Evden çalışmayı sağlayan araçların üretkenliğe etkisi pek çoğumuz için aşikardır. Lakin, dijital dönüşümün uzaktan işbirliği araçlarının ötesinde sistem, organizasyonel ve süreç bileşenleri içerdiğini göz önünde bulundurmak gerekir.
PwC’nin yaptığı, 9 ana sektörden ve 26 ülkeden 2000’in üstünde katılımcının yanıtladığı 2016 Global Industry 4.0 Survey’de yatay ve dikey entegrasyonun dijital dönüşümle ilişkisi tanımlanmıştır. Bu araştırmaya göre, Endüstri 4.0 kapsamında işletmelerin tüm süreçleri dikey olarak entegre bir ağ şeklinde optimize edilebilir. Yatay entegrasyon ise şirketin iç operasyonlarından öte gitmelidir.
Bir işletmenin dijital dönüşümden tam anlamıyla faydalanabilmesi için, ”yatay ve dikey” entegrasyonu tüm bileşenleriyle ve koordineli olarak uygulaması gerekir.
Yatay ve dikey entegrasyon ne demektir?
Yatay Entegrasyon
Hammadde temininden başlayıp; üretim, dağıtım kanalları ve satış sonrası hizmetlerine kadar uzanan tedarik zincirinin bütünleşmesidir. Bir dijital dönüşüm uygulamasının başarısı, bu yatay değer zincirde yer alan tüm bileşenlerini kapsamasına bağlıdır.
Dikey Entegrasyon
Bir işletmede; stratejik planlama, pazarlama, satış, satın alma, ürün yönetimi, üretim, lojistik ve satış sonrası hizmetler gibi işlevlerinin birbirlerine uyumlu olarak çalışmasıdır. Benzer şekilde, dijital dönüşüm başarısı aynı zamanda bu dikey tamamlayıcı zincirde yer alan tüm bileşenleri de içermesine bağlıdır.

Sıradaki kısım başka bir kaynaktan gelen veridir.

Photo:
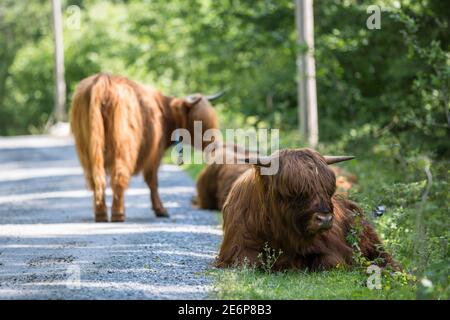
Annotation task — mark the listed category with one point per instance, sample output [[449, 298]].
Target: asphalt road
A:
[[50, 248]]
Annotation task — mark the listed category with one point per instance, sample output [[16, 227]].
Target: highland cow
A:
[[122, 128], [215, 180], [295, 212]]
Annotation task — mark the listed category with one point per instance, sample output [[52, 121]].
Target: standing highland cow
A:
[[122, 127], [296, 212]]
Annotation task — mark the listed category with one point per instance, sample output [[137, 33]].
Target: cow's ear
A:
[[259, 161], [336, 159], [192, 100]]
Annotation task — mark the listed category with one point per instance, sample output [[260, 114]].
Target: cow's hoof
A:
[[117, 217], [161, 213], [101, 217]]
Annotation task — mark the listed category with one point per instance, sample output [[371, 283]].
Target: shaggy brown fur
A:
[[122, 128], [215, 180], [280, 211]]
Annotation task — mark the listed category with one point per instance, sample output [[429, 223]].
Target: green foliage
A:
[[268, 257]]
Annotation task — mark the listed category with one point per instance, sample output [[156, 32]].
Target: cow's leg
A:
[[100, 209], [119, 182], [151, 178]]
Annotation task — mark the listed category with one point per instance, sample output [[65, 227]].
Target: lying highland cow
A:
[[122, 128], [296, 212], [215, 180]]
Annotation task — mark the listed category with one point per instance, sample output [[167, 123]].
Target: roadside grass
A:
[[246, 283]]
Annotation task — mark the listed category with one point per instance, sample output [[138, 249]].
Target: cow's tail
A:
[[97, 136]]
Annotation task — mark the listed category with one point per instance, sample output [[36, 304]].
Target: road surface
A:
[[50, 248]]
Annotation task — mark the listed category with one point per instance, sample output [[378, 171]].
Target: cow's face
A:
[[305, 188], [300, 194]]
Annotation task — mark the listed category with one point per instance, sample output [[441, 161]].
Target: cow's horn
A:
[[336, 159], [259, 161], [215, 96]]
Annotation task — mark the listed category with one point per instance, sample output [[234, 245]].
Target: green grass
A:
[[297, 285]]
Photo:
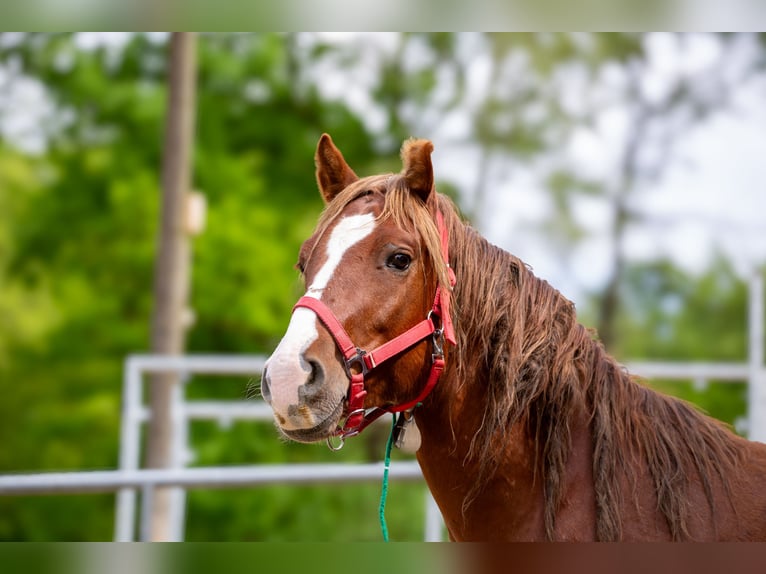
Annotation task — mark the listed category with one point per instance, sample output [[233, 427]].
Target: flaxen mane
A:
[[545, 367]]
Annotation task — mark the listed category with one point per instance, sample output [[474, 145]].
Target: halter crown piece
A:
[[359, 362]]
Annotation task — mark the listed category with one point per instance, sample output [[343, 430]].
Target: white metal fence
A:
[[130, 478]]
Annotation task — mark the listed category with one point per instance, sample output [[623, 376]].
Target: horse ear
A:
[[333, 173], [418, 171]]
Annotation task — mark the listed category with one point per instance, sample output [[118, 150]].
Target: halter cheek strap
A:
[[358, 362]]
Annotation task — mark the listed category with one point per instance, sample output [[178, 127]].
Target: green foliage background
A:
[[78, 225]]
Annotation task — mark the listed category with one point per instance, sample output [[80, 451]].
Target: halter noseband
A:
[[358, 362]]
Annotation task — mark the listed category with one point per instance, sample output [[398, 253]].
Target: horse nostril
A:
[[266, 386]]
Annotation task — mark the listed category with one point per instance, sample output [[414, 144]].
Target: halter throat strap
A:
[[359, 362]]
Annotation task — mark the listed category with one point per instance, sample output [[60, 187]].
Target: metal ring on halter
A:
[[357, 359]]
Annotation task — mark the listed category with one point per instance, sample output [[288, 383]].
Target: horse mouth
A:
[[320, 432]]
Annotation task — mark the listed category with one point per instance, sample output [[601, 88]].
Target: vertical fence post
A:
[[757, 381], [130, 439]]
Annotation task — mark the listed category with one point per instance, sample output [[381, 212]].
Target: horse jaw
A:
[[306, 393]]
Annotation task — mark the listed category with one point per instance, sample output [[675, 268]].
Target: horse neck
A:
[[477, 428]]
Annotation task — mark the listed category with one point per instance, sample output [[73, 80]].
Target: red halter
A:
[[359, 362]]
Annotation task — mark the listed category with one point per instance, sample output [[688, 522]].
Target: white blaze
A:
[[288, 369]]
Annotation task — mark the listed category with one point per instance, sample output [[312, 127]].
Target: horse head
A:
[[371, 269]]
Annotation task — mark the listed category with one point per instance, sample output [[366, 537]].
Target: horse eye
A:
[[399, 261]]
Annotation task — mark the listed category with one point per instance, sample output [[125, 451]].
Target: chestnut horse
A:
[[529, 429]]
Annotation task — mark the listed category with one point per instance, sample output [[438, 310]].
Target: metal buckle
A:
[[438, 342], [357, 359], [344, 434]]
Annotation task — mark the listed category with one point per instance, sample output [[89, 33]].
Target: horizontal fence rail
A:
[[206, 477]]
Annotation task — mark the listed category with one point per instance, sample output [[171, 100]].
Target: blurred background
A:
[[626, 169]]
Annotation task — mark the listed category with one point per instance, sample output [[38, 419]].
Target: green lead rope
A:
[[384, 488]]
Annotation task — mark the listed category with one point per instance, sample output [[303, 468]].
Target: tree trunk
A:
[[171, 275]]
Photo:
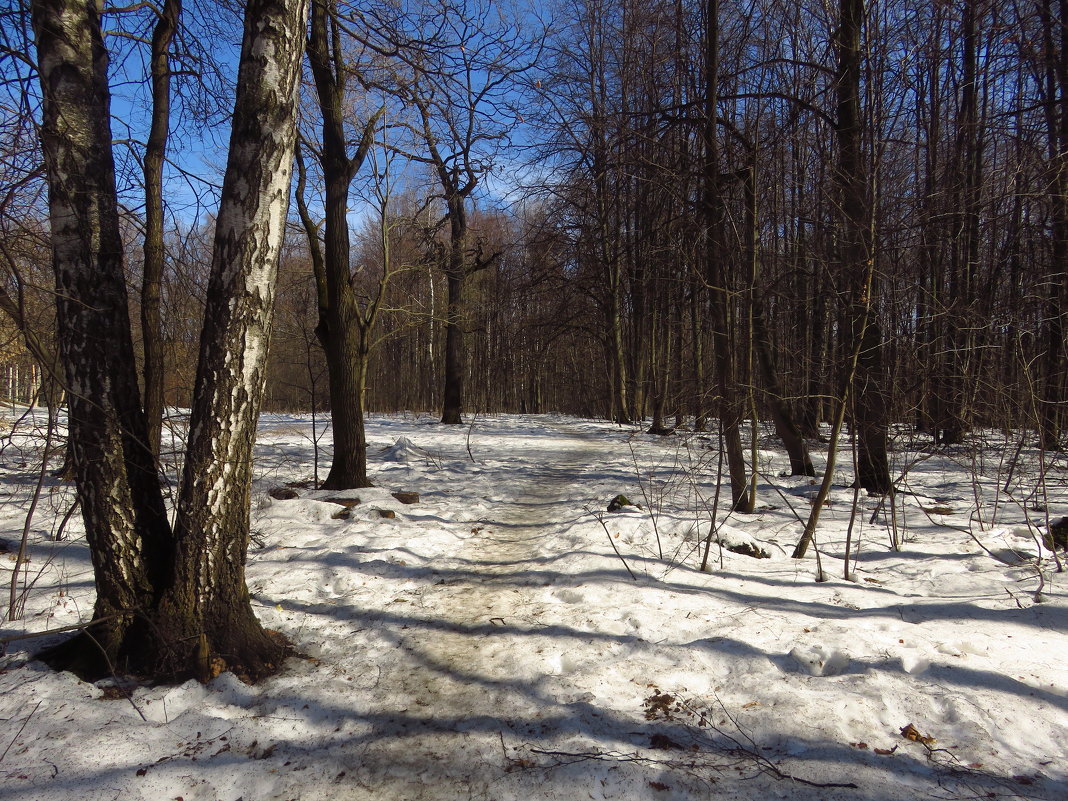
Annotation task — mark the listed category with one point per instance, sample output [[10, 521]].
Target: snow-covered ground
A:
[[507, 638]]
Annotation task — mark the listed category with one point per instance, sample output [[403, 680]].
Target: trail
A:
[[478, 639]]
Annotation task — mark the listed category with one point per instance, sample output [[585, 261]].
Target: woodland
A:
[[828, 217]]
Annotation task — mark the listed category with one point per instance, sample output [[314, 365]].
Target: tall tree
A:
[[345, 325], [170, 602]]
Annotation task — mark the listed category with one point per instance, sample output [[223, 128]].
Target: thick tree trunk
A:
[[870, 413], [122, 504], [209, 600], [168, 605]]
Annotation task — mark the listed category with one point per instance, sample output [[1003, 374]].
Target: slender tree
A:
[[169, 602]]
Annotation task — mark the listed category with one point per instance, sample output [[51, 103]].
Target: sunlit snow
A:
[[507, 638]]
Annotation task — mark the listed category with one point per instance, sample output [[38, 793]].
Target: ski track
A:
[[488, 643]]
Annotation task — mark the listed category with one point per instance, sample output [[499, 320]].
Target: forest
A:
[[488, 398], [671, 210]]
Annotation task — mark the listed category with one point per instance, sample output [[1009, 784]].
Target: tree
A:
[[459, 82], [345, 325], [170, 601], [152, 327]]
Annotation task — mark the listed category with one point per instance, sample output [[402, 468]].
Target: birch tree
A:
[[171, 602]]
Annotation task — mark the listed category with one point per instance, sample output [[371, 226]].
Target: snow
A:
[[507, 638]]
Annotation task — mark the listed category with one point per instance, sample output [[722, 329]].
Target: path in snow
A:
[[482, 653]]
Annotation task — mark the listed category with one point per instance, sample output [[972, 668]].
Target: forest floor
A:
[[508, 638]]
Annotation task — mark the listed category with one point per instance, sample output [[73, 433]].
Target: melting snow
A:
[[507, 638]]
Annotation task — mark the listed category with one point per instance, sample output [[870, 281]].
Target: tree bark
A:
[[731, 410], [344, 328], [870, 415], [169, 603], [122, 505]]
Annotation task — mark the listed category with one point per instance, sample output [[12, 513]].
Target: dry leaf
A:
[[911, 733]]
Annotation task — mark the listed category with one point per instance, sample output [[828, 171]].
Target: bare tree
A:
[[169, 602]]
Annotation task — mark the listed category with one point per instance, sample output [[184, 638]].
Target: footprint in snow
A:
[[817, 660]]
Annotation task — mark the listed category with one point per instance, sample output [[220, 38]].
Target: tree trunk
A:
[[452, 407], [168, 605], [870, 415], [343, 328], [731, 410], [119, 490]]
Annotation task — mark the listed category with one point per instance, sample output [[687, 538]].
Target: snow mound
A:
[[403, 450], [818, 660]]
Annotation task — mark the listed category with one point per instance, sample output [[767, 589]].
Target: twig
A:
[[20, 728], [600, 519]]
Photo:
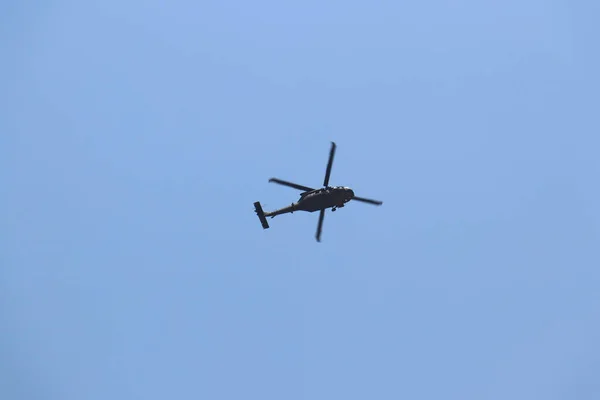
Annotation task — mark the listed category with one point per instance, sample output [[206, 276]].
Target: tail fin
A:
[[261, 215]]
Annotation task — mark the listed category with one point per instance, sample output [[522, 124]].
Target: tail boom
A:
[[261, 215]]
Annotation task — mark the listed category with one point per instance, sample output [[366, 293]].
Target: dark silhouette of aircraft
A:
[[312, 200]]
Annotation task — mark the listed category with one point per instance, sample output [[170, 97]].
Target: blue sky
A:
[[137, 135]]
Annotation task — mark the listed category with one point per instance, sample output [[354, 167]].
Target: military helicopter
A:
[[312, 200]]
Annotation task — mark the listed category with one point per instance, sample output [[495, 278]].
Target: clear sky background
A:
[[136, 136]]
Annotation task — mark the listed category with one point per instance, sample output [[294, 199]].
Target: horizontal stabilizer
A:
[[261, 215]]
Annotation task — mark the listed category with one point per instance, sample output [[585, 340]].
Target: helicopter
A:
[[312, 200]]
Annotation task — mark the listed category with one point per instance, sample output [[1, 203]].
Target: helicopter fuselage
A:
[[318, 199]]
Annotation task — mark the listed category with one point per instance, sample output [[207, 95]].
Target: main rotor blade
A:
[[320, 225], [370, 201], [290, 184], [329, 164]]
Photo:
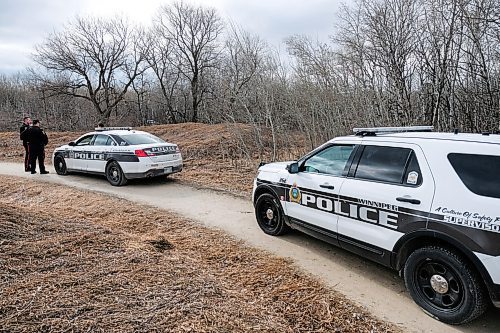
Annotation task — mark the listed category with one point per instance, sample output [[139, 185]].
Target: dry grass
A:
[[222, 156], [70, 261]]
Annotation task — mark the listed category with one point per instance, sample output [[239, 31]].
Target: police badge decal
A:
[[295, 193]]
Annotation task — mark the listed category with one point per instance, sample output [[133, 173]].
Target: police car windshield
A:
[[139, 139]]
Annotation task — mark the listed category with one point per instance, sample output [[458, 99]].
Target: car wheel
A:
[[270, 215], [444, 285], [60, 165], [114, 174]]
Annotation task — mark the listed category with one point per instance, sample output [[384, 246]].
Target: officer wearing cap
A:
[[37, 140], [26, 124]]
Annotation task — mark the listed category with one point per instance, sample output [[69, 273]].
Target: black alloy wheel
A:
[[270, 215], [444, 285], [114, 174], [60, 165]]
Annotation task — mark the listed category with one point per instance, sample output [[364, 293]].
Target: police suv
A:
[[119, 153], [424, 203]]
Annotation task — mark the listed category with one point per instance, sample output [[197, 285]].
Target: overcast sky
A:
[[25, 23]]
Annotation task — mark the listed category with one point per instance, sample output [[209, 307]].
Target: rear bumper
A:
[[154, 172], [494, 291]]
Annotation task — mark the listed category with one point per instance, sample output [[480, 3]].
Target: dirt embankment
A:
[[70, 261], [221, 156]]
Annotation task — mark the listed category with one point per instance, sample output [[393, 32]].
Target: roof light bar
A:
[[99, 129], [373, 130]]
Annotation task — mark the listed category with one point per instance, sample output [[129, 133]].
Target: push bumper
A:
[[154, 172]]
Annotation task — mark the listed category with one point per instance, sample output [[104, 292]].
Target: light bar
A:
[[393, 129], [99, 129]]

Şirketler dijital dönüşümün temel bileşenleri olan sistem, insan ve bağlı süreçleri koordineli bir şekilde yönetmelidir. Bütünleşik bir bilişim sistemleri altyapısı, analitik / veri yönetimi kökenleri ve iş süreçleri mühendisliği yeterli olgunluk seviyesine erişmemiş işletmelerin etkili bir dijital dönüşümü hayata geçirmeleri olası değildir.
İşletmeler, dijitalleşme yolculuklarında kimi zaman farklı hedefler gözetebilirler. Bazıları yatay entegrasyona ağırlık verip; kaynaklarını şirketin ana yetkinlikleri dahilinde iş ortaklıkları inşa ederek uçtan uca bir değer zinciri yaratmaya harcarken, diğerleri de kaynaklarını çoğunlukla şirket içi yetkinliklerin gelişimine yönlendirerek, dikey entegrasyona ulaşmayı amaçlarlar.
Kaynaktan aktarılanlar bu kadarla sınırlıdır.